Hola Alejandro. Hay un cuento de Phillip Dick titulado "Los Flautistas", que trata de una extraña enfermedad que asola a los colonizadores de un asteroide. El síntoma era siempre el mismo: el enfermo decía que se había transformado en una planta. Y que, simplemente, deseaba pasar la vida sentado al sol, sintiéndolo sobre la piel, con los pies desnudos sobre la tierra.

Un psicólogo es enviado a investigar, y descubre que todos los enfermos han estado en contacto con los "indígenas" del asteroide (llamados los "Flautistas"): una raza humanoide que habita el lugar, y que había desaparecido dentro del bosque cuando llegaron los primeros humanos.
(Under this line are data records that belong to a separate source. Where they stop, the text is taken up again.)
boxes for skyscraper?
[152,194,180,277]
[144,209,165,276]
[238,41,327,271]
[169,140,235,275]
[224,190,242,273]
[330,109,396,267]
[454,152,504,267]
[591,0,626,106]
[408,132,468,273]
Y todos los enfermos dicen lo mismo: "Los flautistas me han enseñado a ser una planta".

Al final de la historia, el psicólogo desubre que la supuesta enfermedad era en realidad una bendición: los afectados aprendían a vivir, sin inquietarse por cuestiones que antes les parecían trascendentales, como el futuro, la posición social, el prestigio, la ansiedad, la necesidad psicótica de tener que hacer algo todo el tiempo, la necesidad de preguntarse por el sentido de las cosas.

Es que, como dice alguien, quizás buscar la verdad es una batalla perdida a priori. Si el límite de nuestro mundo es el límite del lenguaje, quizás el sentido de la vida no pueda ser explicado, aunque si vivido.